Les oiseaux ne semblaient poursuivre ni le krill de homard ni les petits poissons et nageaient de manière uniforme en utilisant des coups rapides de la tête pour capturer les proies qui étaient présentes dans leur trajectoire. Lorsque les oiseaux ont clairement manqué ces proies (n = 109), ils n’ont pas semblé dévier de leur trajectoire et ont continué à nager de manière uniforme. Ceci contraste avec les calmars et les poissons plus grands, pour lesquels il était clair que les oiseaux poursuivaient leurs proies. Cependant, ces éléments plus grands ont été rarement rencontrés (n = 8).

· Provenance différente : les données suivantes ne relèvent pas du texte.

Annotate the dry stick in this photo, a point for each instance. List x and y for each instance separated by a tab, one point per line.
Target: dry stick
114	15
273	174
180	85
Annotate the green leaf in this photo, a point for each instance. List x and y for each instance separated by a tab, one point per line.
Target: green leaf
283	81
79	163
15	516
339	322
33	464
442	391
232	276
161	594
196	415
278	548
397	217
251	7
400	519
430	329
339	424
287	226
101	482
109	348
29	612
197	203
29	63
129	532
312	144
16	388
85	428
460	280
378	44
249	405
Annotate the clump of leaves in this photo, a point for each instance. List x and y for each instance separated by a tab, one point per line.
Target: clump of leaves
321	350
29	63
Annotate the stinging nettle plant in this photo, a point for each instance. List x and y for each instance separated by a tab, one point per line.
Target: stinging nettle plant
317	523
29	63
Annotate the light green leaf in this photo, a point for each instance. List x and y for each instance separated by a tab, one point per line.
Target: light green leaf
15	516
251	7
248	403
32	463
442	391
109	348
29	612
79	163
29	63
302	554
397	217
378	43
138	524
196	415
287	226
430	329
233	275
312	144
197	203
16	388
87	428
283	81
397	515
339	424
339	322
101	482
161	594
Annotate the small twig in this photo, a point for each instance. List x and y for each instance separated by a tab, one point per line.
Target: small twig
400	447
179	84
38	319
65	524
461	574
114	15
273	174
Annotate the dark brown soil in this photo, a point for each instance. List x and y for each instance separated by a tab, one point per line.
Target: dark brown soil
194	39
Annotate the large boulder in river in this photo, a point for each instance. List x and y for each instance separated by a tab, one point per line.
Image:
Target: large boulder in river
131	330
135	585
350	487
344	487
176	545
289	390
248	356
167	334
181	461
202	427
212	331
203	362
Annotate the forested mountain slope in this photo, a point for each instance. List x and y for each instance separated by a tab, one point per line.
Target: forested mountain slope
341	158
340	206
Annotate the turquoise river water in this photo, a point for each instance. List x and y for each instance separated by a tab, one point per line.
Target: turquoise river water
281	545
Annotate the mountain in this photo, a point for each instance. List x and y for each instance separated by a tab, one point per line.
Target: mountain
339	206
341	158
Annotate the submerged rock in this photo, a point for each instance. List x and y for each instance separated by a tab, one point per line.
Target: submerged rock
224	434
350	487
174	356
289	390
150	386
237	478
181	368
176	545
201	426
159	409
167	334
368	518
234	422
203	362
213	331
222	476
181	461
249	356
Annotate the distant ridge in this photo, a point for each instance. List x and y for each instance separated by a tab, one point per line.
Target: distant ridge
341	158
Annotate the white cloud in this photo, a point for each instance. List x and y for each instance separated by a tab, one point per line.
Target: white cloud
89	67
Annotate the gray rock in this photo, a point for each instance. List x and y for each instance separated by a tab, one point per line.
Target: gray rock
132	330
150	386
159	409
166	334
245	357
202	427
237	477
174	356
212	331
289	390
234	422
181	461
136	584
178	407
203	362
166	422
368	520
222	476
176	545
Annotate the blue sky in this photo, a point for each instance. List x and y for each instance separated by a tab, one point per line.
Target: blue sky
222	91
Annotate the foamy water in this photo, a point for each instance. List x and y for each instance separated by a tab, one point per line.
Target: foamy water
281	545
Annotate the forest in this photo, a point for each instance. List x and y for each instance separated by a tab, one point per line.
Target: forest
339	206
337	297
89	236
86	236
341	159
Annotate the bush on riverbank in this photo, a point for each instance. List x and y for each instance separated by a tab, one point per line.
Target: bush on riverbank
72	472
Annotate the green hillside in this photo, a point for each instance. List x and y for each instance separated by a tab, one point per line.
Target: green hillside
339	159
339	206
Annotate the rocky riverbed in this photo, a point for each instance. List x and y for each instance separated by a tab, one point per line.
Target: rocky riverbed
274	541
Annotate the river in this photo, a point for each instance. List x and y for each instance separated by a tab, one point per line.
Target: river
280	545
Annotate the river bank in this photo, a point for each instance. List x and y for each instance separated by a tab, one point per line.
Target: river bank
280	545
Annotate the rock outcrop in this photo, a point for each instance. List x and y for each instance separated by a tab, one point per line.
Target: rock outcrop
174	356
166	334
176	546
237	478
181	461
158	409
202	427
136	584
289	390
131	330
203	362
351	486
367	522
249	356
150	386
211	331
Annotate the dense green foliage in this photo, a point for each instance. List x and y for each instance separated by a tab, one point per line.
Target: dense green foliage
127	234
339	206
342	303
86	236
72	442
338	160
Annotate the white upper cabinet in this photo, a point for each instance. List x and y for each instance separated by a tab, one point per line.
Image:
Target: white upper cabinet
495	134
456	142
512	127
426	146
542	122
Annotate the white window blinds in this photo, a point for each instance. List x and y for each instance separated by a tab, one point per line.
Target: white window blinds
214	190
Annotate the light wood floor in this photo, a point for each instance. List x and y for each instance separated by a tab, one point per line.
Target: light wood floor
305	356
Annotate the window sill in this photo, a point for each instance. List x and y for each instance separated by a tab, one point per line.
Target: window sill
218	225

Selon l’orientation des oiseaux évidente dans les séquences de caméra, les oiseaux se sont principalement nourris en montant, suivis presque également par l’alimentation dans la colonne d’eau où l’orientation n’était pas claire (recherche de nourriture pélagique) ou avec des coups de tête vers le haut pendant la recherche de nourriture le long du fond de la mer (tableau 1). De plus, pour le krill de homard, il y avait relativement peu d’APC lors de la recherche de nourriture sur le fond de la mer (n = 9), malgré des preuves évidentes dans 64 événements distincts où le krill de homard était présent sur le fond de la mer. Un événement était considéré comme tel à partir du moment où un oiseau commençait à nager au-dessus d’une section du fond marin contenant du krill de homard, jusqu’à la fin de la section, et chaque événement durait en moyenne 2,3 s (0,17-31,4 s, médiane/plage) (matériel supplémentaire électronique, film S1). Les APC sur le krill de homard se sont plutôt produites principalement par des oiseaux attaquant des individus uniques pendant qu’ils montaient ou qu’ils cherchaient de la nourriture de façon pélagique (tableau 1).

.

Tableau 1.Orientation des manchots gentoo pendant qu’ils se nourrissent de toutes les proies et des deux principaux types de proies observés, le krill de homard (Munida spp.) et les petits poissons (probablement Patagonothen spp.). (Le nombre total de tentatives de capture de proies (APC) et le pourcentage sont indiqués.)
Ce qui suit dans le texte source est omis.